The bottom line, all must be treated equally when they arrive at the ED.

December 17, 2015

QUESTION:        One of our surgeons has been preparing operative reports over the weekend for his upcoming surgeries on Monday or Tuesday. He explained that he has more time over the weekend, so he copies and pastes op reports from prior, similar surgeries into the record for the upcoming surgery, then revises them after the surgery as needed. Should we be concerned with this practice?

ANSWER:          Medicare and other payors recognize the efficiencies that can result from the copy and paste feature of EMR technology. At the same time, those payors are also concerned that such technology will be used improperly in a way that is bad for patient care and leads to inflated payments.

On September 24, 2012, the federal Department of Justice (“DOJ”) and Department of Health and Human Services (“HHS”) issued a letter regarding the fraud and abuse concerns about certain EMR documentation practices. DOJ and HHS stated “[a] patient’s care information must be verified individually to ensure accuracy; it cannot be cut and pasted from a different record of the patient, which risks medical errors as well as overpayments.” The letter spoke generally about the willingness of DOJ and HHS to prosecute health care fraud based on improper EMR documentation practices.

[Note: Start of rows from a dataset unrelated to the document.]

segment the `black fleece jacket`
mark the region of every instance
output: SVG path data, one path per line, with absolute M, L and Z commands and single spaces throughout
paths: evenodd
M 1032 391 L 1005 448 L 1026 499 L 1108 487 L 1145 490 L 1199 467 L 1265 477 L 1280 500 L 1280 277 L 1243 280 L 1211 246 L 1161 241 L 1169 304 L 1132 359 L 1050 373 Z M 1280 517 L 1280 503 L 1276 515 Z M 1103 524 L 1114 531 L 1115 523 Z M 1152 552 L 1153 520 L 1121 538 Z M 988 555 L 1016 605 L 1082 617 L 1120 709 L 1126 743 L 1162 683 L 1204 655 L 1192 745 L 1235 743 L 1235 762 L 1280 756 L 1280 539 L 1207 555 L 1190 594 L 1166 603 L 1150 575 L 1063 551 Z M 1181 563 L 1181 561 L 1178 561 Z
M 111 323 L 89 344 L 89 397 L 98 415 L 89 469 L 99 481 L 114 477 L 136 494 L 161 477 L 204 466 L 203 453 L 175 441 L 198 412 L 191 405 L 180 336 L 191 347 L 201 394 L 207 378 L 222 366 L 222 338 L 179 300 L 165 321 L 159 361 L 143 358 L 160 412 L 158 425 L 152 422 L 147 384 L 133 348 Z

A copy of the letter is available at: http://www.modernhealthcare.com/Assets/pdf/CH82990924.PDF.

In December 2013, the HHS Office of Inspector General followed up with a report titled “Not All Recommended Fraud Safeguards Have Been Implemented in Hospital EHR Technology.” http://oig.hhs.gov/oei/reports/oei-01-11-00570.pdf. The report discusses risks and benefits of the copy and paste feature in EMR technology.

Following the lead of DOJ and HHS, National Government Services (a Medicare Administrative Contractor) discussed the overpayment risks of “cloned” documentation as follows:

Documentation is considered cloned when it is worded exactly like or similar to previous entries. It can also occur when the documentation is exactly the same from patient to patient. Individualized patient notes for each patient encounter are required.

* * *

Whether the documentation was the result of an Electronic Health Record, or the use of a pre-printed template, or handwritten documentation, cloned documentation will be considered misrepresentation of the medical necessity requirement for coverage of services due to the lack of specific individual information for each unique patient. Identification of this type of documentation will lead to denial of services for lack of medical necessity and the recoupment of all overpayments made.

EMR technology can improve the content and consistency of documentation, and make it less burdensome to produce. However, using a template to prepare documentation in the EMR before the procedure is actually performed increases the risk of allegations of “cloned documentation” and “fraud and abuse” by the government or third-party payors.